The appellants started excavation through a shaft, *669 which they sank to the tunnel level on Henderson street, about a hundred and twenty-five feet east of Empire way. Working both ways from this shaft, they finished the forty-eight-inch sewer without difficulty. They then drove the tunnel south on Empire way to the vicinity of Beacon street, which was slightly less than half way from Henderson street to the south end of the tunnel section. There, they encountered ground so wet and soft that they could proceed no farther. The same ground conditions frustrated their repeated attempts to work through shafts on Empire way, and prevented them from making any substantial progress at the south end'of the tunnel section.

In June, 1936, the appellants requested a change order that would permit them to construct the south five hundred feet of the sewer in an open cut instead of a tunnel. The respondent granted the request, but no agreement was reached as to the details, and the plan was abandoned. The appellants then installed an air lock at the south portal, and excavated the remainder of the tunnel section, 1,174 feet of the total distance of 3,798 feet, by the use of compressed air. It is not disputed that the method adopted was necessary under the circumstances, and that it greatly increased the appellants’ costs.

The appellants claim that they are entitled to recover this added expense as an outlay beyond the calls of the contract. They contend that both parties contemplated the tunnel section would be a normal, “free air” job; that certain provisions of the respondent’s plans and specifications embodied in the contract constituted an implied warranty that it would not be necessary to resort to the compressed air method in excavating the tunnel; and that the plans and specifications were insufficient and defective because it was *670 physically impossible to do the work in accordance with the methods which they prescribed.

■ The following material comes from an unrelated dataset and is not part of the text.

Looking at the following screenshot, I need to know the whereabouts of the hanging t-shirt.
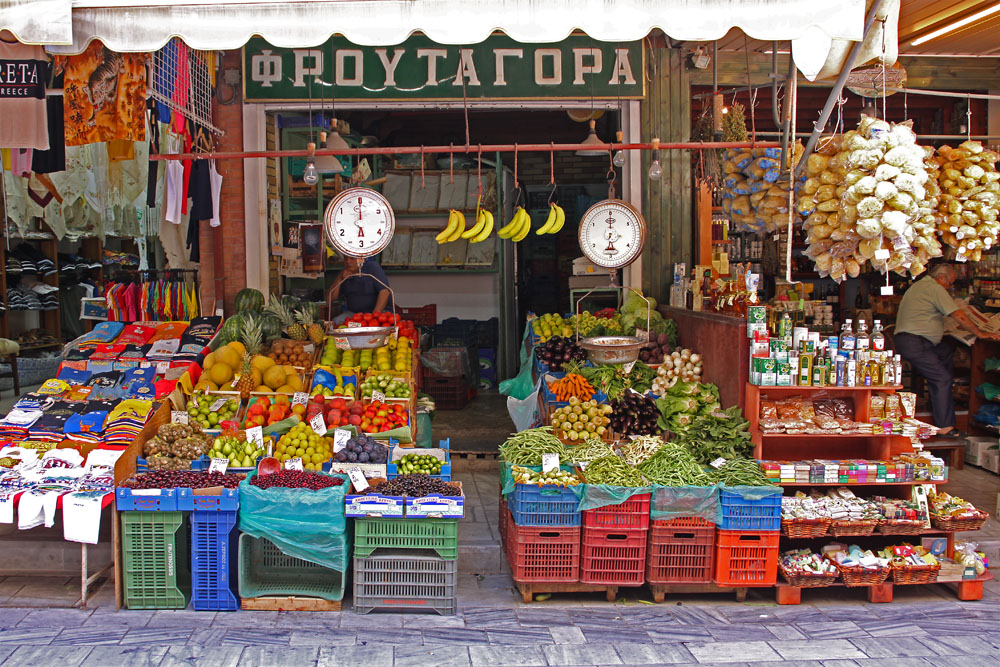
[56,40,147,148]
[0,30,49,150]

The basic principle of law on which their contentions rest is concisely stated in the following excerpt from an extensive annotation in 76 A. L. R. 268, 269:

“The general rule may be deduced from the decisions that where plans or specifications lead a public contractor reasonably to believe that conditions indicated therein exist, and may be relied upon in making his bid, he will be entitled to compensation for extra work or expense made necessary by conditions being other than as so represented.”

The principle has been applied in, numerous cases. Two typical and leading ones are Hollerbach v. United States, 233 U. S. 165, 58 L. Ed. 898, 34 S. Ct. 553, and United States v. Atlantic Dredging Co., 253 U. S. 1, 64 L. Ed. 735, 40 S. Ct. 423. The Hollerbach case involved specifications which definitely stated that the dam, which was to be repaired, was backed by broken stone, sawdust, and sediment. The backing, in fact, consisted of cribbing of sound logs filled with stones concealed beneath an upper layer of soft sediment. It was held that the contractors were entitled to recover for the additional cost of excavating this material, notwithstanding a clause of the specifications directing prospective bidders to inspect the locality of the work and to make their own estimates of the difficulties to be encountered.

In the Atlantic Dredging Co. case, it was likewise held that a contractor should have extra compensation to cover expenses incurred in reliance upon misleading representations in a government contract. There, the specifications stated that “ ‘the material to be removed is believed to be mud, or mud with an admixture of fine sand.’ ” Bidders were admonished to “ ‘examine the work, however, and decide for themselves as to its character ... as the United States does not guar *671 antee the accuracy of this description.’ ” Bidders were also invited to inspect maps prepared by government officers showing the result of test borings in the area to be dredged. These maps did not disclose that, when the tests were made, in some instances the probe had struck impenetrable material.